This Tuesday, Jean Castex announced on Europe 1 that parents could not send their children to school this Thursday and Friday, two days before the end of the year school holidays.

The Prime Minister is following the advice of the Scientific Council, which recommends limiting interactions to one week of Christmas in order to take the least possible risk and to prevent contamination with the coronavirus during family meals.

In a way, this practice consists of deciding on your own to confine yourself and stay at home in order to make these holiday season a success.

How to achieve good (and effective) self-containment?

Small practical guide by

20 Minutes

.

What duration?

"As soon as possible," says epidemiology researcher Michaël Rochoy, who encourages you to self-confine yourself from reading this article if you haven't already done so.

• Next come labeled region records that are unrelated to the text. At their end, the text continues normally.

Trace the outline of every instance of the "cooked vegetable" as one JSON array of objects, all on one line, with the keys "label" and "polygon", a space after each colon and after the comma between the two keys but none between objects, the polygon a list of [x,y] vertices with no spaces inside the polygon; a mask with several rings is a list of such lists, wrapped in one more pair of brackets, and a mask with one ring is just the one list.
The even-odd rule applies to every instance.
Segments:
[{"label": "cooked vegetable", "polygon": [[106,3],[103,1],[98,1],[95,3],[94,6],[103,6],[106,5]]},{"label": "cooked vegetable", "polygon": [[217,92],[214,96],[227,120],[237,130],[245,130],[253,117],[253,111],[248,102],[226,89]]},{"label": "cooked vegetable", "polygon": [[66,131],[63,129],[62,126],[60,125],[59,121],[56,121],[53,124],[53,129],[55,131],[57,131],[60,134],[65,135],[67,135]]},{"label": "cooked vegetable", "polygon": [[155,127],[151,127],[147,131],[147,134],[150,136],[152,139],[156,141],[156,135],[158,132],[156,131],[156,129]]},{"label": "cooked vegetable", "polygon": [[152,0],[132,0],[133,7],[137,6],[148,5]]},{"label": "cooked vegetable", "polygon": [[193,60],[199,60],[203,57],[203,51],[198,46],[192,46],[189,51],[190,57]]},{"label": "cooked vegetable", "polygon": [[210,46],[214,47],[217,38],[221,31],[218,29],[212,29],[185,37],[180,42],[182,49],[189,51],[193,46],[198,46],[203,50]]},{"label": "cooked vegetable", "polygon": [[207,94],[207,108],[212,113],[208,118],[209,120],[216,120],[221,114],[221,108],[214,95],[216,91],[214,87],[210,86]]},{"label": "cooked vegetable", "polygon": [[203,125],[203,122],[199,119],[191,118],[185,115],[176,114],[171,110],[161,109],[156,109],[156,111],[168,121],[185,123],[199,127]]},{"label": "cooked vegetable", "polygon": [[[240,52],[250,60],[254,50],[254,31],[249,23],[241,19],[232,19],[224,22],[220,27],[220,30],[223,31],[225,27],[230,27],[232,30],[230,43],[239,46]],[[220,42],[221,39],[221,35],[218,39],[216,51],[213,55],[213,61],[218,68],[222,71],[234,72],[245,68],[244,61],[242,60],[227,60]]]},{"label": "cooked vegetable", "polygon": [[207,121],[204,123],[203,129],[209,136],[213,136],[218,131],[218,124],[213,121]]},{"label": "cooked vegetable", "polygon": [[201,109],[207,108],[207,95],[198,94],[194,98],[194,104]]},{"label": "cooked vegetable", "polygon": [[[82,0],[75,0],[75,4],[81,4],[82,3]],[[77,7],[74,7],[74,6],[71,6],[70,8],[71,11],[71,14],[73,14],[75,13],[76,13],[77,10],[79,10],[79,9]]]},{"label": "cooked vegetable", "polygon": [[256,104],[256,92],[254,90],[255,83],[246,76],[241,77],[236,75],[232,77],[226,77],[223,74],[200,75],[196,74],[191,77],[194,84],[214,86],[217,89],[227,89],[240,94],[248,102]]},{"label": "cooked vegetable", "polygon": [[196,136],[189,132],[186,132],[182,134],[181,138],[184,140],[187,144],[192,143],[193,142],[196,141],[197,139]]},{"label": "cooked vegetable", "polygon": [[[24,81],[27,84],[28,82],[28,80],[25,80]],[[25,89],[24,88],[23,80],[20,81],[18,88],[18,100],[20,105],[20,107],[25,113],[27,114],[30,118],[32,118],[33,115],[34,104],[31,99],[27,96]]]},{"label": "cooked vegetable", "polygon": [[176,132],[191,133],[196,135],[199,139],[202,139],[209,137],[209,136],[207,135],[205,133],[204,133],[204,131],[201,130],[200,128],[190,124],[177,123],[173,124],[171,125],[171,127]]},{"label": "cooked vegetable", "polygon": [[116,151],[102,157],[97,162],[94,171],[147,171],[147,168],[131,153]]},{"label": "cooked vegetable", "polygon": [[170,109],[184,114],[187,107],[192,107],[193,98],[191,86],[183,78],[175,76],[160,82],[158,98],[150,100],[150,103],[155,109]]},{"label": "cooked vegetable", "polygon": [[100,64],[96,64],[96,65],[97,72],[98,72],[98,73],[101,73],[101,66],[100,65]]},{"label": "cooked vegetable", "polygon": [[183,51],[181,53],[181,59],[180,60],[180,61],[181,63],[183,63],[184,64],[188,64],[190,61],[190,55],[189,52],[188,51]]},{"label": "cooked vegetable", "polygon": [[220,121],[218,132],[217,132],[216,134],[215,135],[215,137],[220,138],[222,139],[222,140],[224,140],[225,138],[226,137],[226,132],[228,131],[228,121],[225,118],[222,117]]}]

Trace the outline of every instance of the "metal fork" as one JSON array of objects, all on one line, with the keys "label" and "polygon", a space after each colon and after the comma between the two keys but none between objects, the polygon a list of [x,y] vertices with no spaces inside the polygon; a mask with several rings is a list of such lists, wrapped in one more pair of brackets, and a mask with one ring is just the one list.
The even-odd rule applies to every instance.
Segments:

But to go into more detail on the deadlines, three types of duration are possible:

  • The average incubation period, four days.

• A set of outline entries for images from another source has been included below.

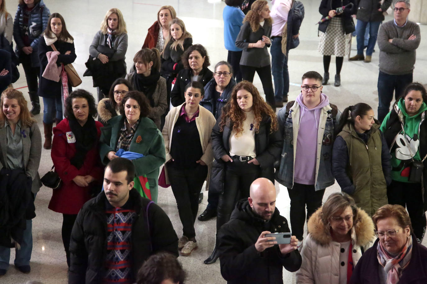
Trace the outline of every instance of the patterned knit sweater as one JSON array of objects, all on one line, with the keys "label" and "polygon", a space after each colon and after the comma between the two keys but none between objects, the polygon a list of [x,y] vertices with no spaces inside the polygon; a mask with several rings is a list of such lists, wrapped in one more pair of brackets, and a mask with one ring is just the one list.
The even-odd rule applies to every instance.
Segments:
[{"label": "patterned knit sweater", "polygon": [[135,283],[132,269],[132,224],[136,217],[132,201],[129,199],[121,207],[112,207],[106,202],[107,257],[106,270],[102,283],[131,284]]}]

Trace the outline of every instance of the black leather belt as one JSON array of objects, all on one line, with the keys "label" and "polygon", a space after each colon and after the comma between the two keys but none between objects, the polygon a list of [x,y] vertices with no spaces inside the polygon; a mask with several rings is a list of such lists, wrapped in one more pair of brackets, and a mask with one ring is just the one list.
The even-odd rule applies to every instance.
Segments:
[{"label": "black leather belt", "polygon": [[244,162],[245,161],[251,161],[253,158],[250,156],[237,156],[234,155],[234,156],[231,156],[231,158],[234,160],[238,160],[240,162]]}]

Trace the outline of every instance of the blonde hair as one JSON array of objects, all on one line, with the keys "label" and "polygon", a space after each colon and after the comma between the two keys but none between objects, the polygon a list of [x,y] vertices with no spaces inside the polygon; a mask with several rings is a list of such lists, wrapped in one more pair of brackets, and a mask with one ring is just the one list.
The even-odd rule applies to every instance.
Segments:
[{"label": "blonde hair", "polygon": [[[170,27],[174,24],[177,24],[182,29],[182,35],[176,40],[172,37],[172,34],[170,33]],[[174,42],[171,45],[170,49],[174,49],[175,50],[176,50],[177,47],[179,45],[181,46],[181,49],[184,50],[184,40],[187,37],[192,37],[191,34],[187,32],[187,29],[185,28],[185,25],[184,24],[184,22],[182,21],[182,20],[179,18],[175,18],[169,22],[169,33],[167,35],[167,38],[166,39],[166,40],[164,42],[164,47],[167,46],[167,44],[169,41],[173,40]],[[164,52],[164,48],[162,52]]]},{"label": "blonde hair", "polygon": [[21,125],[26,127],[30,127],[36,120],[31,116],[31,114],[27,107],[27,101],[22,95],[22,93],[12,88],[8,88],[2,93],[0,97],[0,104],[1,104],[2,111],[0,112],[0,128],[4,126],[6,117],[3,112],[3,102],[4,98],[7,98],[9,100],[16,99],[18,101],[18,104],[20,109],[19,119],[21,121]]},{"label": "blonde hair", "polygon": [[161,26],[161,23],[160,23],[160,19],[159,19],[159,15],[160,14],[160,11],[164,9],[167,9],[169,10],[169,12],[170,13],[170,16],[172,17],[172,20],[176,18],[176,12],[175,11],[175,9],[173,9],[173,7],[170,5],[166,5],[165,6],[162,6],[159,9],[159,11],[157,12],[157,23],[159,23],[159,25]]},{"label": "blonde hair", "polygon": [[[268,3],[266,0],[257,0],[252,3],[251,6],[251,10],[248,12],[248,14],[245,16],[245,18],[243,20],[243,23],[248,22],[251,26],[251,29],[252,31],[255,32],[260,28],[260,21],[261,20],[260,16],[258,12],[260,12],[266,5],[268,5]],[[271,17],[264,19],[266,24],[271,25],[273,23],[273,20]]]},{"label": "blonde hair", "polygon": [[104,20],[101,22],[101,32],[104,34],[107,34],[108,32],[107,28],[108,28],[108,18],[113,13],[117,15],[117,17],[118,18],[118,23],[117,29],[116,29],[116,35],[128,33],[128,31],[126,30],[126,23],[123,18],[123,14],[117,8],[111,8],[107,11],[105,16],[104,17]]}]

    This is the time after which we start to be contagious.

    Before that, it is impossible to know if you have had the virus or not, even by test, the virus is invisible.

    After four days, a successful test will reveal our viral load and show that we are contaminating, even the first symptoms will start to appear;

  • At least one week, the time for the virus to develop and logically pass its peak of contagiousness.

    This is more or less the timeframe chosen by the authorities.

    With the children skipping school on Thursday and Friday, and being home from Wednesday noon, that leaves seven days before Christmas;

  • The combination of two, four days of incubation followed by seven days to be contaminating, or eleven days.

    For each restrictive measure put in place (in particular confinement, curfew, etc.), this is roughly the estimated time before seeing the first effects.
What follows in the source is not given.